Ostatecznie do krańca wzniesienia, postanowiłem pójść sam, co dla reszty ekipy oznaczało wydłużenie postoju. Gdy znalazłem się już na miejscu, ponownie pojawiły się cudowne widoki, które okazały się być jeszcze piękniejsze niż te pierwsze.

Panorama nr 2



By nie schodzić z powrotem na dół, zarządziłem przejście górą  na wschód. Po kilkuset metrach naszą uwagę przykuły skałki, które stanowiły bramę do niewielkiego skalnego wąwozu.



Chcąc dostać się jego na dno, musieliśmy zejść skalnymi schodami, które tworzyły progi skalne i pokonać osuwisko pełne kamieni.


Z Rakowem podjęliśmy nawet próbę wspinaczki skalnej, którą szybko zakończyliśmy na zdobyciu jednej ze skałek.



Dalej już niestety skałki nam nie towarzyszyły. Nie brakowało za to wszystkiego co rośnie i jednocześnie kuje, a więc zarośli dzikiej róży, głogu czy naszej ulubionej tarniny. Trzeba do tego jeszcze dodać bardzo strome zbocza, po których schodziliśmy, a częściej zjeżdżaliśmy chwytając się wszystkiego co mieliśmy pod ręką.

Obok takich jabłek nie można było przejść po prostu obojętnie
Nie wszędzie dało się schodzić, czasami jedyną możliwością na dostanie się na dół był zjazd
Trochę potrwało, byśmy w komplecie, obolali wyszli na upragnioną drogę.


Nasz nowy znajomy
Końcowym punktem trasy były wspomniane wcześniej ruiny zamku, który jest tak tajemniczy, że jedyne co wiadomo na jego temat to, że powstał w XIV wieku.

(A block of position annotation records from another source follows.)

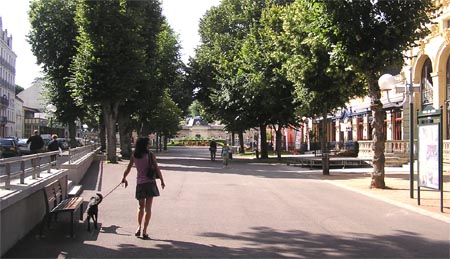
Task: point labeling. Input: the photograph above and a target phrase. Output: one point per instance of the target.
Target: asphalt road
(249, 210)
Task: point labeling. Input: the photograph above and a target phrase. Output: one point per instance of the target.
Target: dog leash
(112, 190)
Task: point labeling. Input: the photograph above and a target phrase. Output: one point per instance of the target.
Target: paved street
(250, 210)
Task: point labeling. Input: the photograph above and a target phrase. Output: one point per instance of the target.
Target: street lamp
(52, 109)
(387, 83)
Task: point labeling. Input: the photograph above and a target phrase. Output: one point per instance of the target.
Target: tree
(110, 59)
(322, 83)
(166, 118)
(52, 39)
(371, 37)
(244, 87)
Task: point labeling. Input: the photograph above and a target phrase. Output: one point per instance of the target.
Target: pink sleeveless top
(141, 168)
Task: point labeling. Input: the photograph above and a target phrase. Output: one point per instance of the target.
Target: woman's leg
(140, 214)
(148, 213)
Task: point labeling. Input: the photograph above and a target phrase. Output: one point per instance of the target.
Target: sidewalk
(397, 191)
(115, 236)
(397, 188)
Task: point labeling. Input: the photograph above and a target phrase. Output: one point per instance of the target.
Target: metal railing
(24, 166)
(79, 152)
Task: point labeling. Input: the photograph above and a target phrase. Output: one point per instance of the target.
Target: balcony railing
(398, 148)
(3, 120)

Spod zachowanych murów doskonale widać całą miejscowość wraz z co chwila wyłaniającymi się zza domów białymi skałkami.

Panorama Podgrodzia


Ostatnie kilometry szliśmy lokalną drogą i ostatecznie wróciliśmy do Ćmielowa.


Wnętrze przydrożnej kapliczki

Do pociągu zostało nam jednak jeszcze trochę czasu, wystarczająco dużo bym mógł zobaczyć fabrykę porcelany.



Nie miałem w planach zwiedzania muzeum. Chcąc zdobyć kolejną do kolekcji pieczątkę turystyczną udałem się do firmowego sklepiku. Przede mną w kolejce było jednak jeszcze sporo osób. Wykorzystałem to na zobaczenie sprzedawanych tutaj wyrobów. Widząc cenę pierwszej z figurek na początku nie dowierzałem, jednak gdy każda kolejna okazywała się być jeszcze droższa, zacząłem uważać i z niezwykłą ostrożnością, by przypadkiem czegoś nie potłuc, poruszać się po obiekcie. Niektóre figurki, biorąc pod uwagę cenny materiał, z którego zostały wykonane, mnóstwo włożonej pracy artysty, jak i ręczne malowanie były naprawdę warte swojej ceny. Niektóre jednak mówiąc delikatnie były dosyć abstrakcyjne. Kwestia gustu pozostaje jednak sprawą jak najbardziej otwartą.

Mój ulubiony wzór, czyli maskonury
Hipopotamy niczego sobie.


Pingwiny też dawały radę, ale potem ...

Najdroższe eksponaty, jedna z tych Pań w czarnej sukni kosztuje ... 14 000 zł !!